5. De voorzieningenrechter is van oordeel dat de mededeling van verweerder dat voor het bouwplan van belanghebbende geen omgevingsvergunning nodig is, een bestuurlijk rechtsoordeel is. Dit is niet gericht op rechtsgevolgen en kan volgens vaste rechtspraak in beginsel niet worden aangemerkt als een besluit waartegen rechtsmiddelen open staan. Een uitzondering hierop is slechts mogelijk indien het voor de betrokkene onevenredig bezwarend is om het geschil over de interpretatie van rechtsregels via een beroepsprocedure over een daadwerkelijk besluit bij de bestuursrechter aan de orde te stellen. Slechts in zeer uitzonderlijke situaties wordt een bestuurlijk rechtsoordeel als een besluit aangemerkt. De algemene lijn in de rechtspraak is dat het afwachten van een besluit omtrent handhaving niet als een onevenredig bezwarende weg kan worden aangemerkt. De voorzieningenrechter verwijst onder meer naar de uitspraak van de Afdeling bestuursrechtspraak van de Raad van State van 24 april 2019 (ECLI:NL:RVS:2019:1356). In dit geval ziet de voorzieningenrechter geen aanleiding om een uitzondering te maken op de regel dat tegen een bestuurlijk rechtsoordeel geen rechtsmiddelen open staan.

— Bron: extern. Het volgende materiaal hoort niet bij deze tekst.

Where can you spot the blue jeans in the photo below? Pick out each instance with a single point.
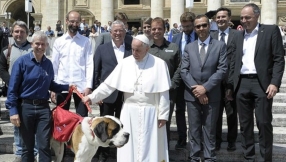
(18, 143)
(35, 120)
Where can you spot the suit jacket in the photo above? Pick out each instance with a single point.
(208, 73)
(229, 47)
(104, 63)
(106, 37)
(268, 57)
(178, 40)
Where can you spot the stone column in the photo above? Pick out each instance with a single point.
(213, 4)
(157, 8)
(177, 10)
(106, 11)
(268, 12)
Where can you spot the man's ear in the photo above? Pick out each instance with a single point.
(101, 131)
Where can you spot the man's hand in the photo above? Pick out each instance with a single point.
(198, 90)
(203, 99)
(87, 91)
(53, 97)
(100, 103)
(15, 119)
(271, 91)
(86, 99)
(162, 123)
(228, 94)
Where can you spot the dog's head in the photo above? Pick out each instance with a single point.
(110, 131)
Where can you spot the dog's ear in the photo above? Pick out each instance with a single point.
(101, 131)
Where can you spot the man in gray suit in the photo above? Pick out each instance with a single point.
(226, 35)
(106, 37)
(203, 68)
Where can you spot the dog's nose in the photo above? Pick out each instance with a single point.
(126, 135)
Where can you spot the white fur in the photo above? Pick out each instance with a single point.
(89, 144)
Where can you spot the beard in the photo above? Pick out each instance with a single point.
(73, 29)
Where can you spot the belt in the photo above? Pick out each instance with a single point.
(35, 102)
(249, 76)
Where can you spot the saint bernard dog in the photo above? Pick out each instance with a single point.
(106, 131)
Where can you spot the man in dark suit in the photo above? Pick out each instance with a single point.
(169, 52)
(226, 35)
(256, 70)
(105, 37)
(182, 39)
(106, 58)
(203, 68)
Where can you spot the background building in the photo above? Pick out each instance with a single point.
(47, 12)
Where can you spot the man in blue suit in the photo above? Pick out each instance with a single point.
(106, 58)
(182, 39)
(203, 68)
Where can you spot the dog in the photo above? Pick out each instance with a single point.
(106, 131)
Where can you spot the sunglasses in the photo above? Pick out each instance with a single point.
(202, 25)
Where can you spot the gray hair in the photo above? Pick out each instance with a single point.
(22, 24)
(39, 34)
(254, 7)
(117, 22)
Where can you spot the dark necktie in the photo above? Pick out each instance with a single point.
(188, 39)
(222, 37)
(202, 52)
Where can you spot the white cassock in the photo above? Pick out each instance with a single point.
(146, 100)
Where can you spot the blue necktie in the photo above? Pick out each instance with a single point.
(202, 52)
(222, 37)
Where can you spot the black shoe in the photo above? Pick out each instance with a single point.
(217, 147)
(181, 144)
(231, 146)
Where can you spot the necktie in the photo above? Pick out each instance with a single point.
(188, 39)
(222, 35)
(202, 52)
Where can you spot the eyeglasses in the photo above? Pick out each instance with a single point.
(145, 27)
(201, 25)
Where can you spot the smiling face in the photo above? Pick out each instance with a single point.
(202, 28)
(138, 50)
(118, 33)
(248, 19)
(39, 45)
(157, 30)
(19, 34)
(222, 20)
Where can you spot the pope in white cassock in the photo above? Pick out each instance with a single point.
(145, 81)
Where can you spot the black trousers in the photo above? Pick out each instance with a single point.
(202, 129)
(251, 97)
(113, 109)
(80, 107)
(231, 119)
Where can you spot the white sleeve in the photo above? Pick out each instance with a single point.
(101, 93)
(164, 106)
(55, 59)
(89, 64)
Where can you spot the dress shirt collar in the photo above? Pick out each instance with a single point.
(114, 46)
(226, 31)
(206, 42)
(165, 44)
(67, 36)
(32, 57)
(254, 31)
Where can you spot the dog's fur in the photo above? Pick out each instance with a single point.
(104, 131)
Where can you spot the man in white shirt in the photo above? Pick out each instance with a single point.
(145, 82)
(107, 56)
(73, 63)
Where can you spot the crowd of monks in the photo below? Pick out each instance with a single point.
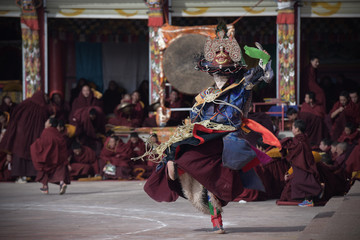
(44, 139)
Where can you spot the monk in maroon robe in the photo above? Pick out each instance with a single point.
(305, 182)
(58, 108)
(263, 119)
(342, 112)
(5, 167)
(354, 97)
(50, 157)
(350, 134)
(139, 107)
(84, 161)
(125, 115)
(313, 114)
(353, 163)
(309, 83)
(90, 125)
(175, 101)
(141, 170)
(26, 124)
(117, 154)
(7, 105)
(85, 99)
(271, 174)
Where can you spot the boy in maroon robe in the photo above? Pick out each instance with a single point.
(309, 82)
(118, 154)
(354, 96)
(90, 125)
(58, 107)
(84, 161)
(342, 112)
(50, 158)
(175, 101)
(305, 183)
(140, 168)
(350, 134)
(26, 124)
(86, 98)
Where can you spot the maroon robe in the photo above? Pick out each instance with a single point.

Dit betekent dat in de huidige procedure niet kan worden beoordeeld of het bestuurlijk rechtsoordeel van verweerder dat er geen omgevingsvergunning nodig is voor het bouwplan, juist is.
6. Het bestreden besluit van 18 maart 2019 heeft alleen rechtsgevolgen voor zover daarin de aanvraag van belanghebbende buiten behandeling is gesteld. De voorzieningenrechter is van oordeel dat verzoeker geen procesbelang heeft bij een beoordeling van de vraag of de buiten behandeling stelling rechtmatig is. Vanwege het ontbreken van het procesbelang zal het bezwaar hiertegen daarom niet-ontvankelijk moeten worden verklaard.
7. Gelet op voorgaande overwegingen kan verzoeker met de verzochte voorlopige voorziening niet het door hem beoogde resultaat bereiken. Een schorsing van het besluit tot buitenbehandelingstelling van de aanvraag doet er immers niet aan af dat belanghebbende het bouwplan kan uitvoeren. Voor zover verzoeker meent dat er werkzaamheden plaatsvinden waarvoor een omgevingsvergunning is vereist, zou hij verweerder kunnen verzoeken om handhavend op te treden. Voor zover verzoeker meent dat belanghebbende handelt in strijd met verplichtingen op grond van de VvE, dan is dat een civielrechtelijk geschil, waarover de bestuursrechter niet kan oordelen.
8. Gelet op het voorgaande ziet de voorzieningenrechter geen aanleiding voor het treffen van een voorlopige voorziening.
9. Voor een proceskostenveroordeling bestaat geen aanleiding.

Beslissing

De voorzieningenrechter wijst het verzoek om voorlopige voorziening af.
Deze uitspraak is gedaan door mr. E.R. Houweling, voorzieningenrechter, in aanwezigheid van mr. J. Houtman, griffier. De uitspraak is in het openbaar gedaan op 28 mei 2019.
griffier voorzieningenrechter
Een afschrift van deze uitspraak is verzonden aan partijen op:

Rechtsmiddel

Tegen deze uitspraak staat geen rechtsmiddel open.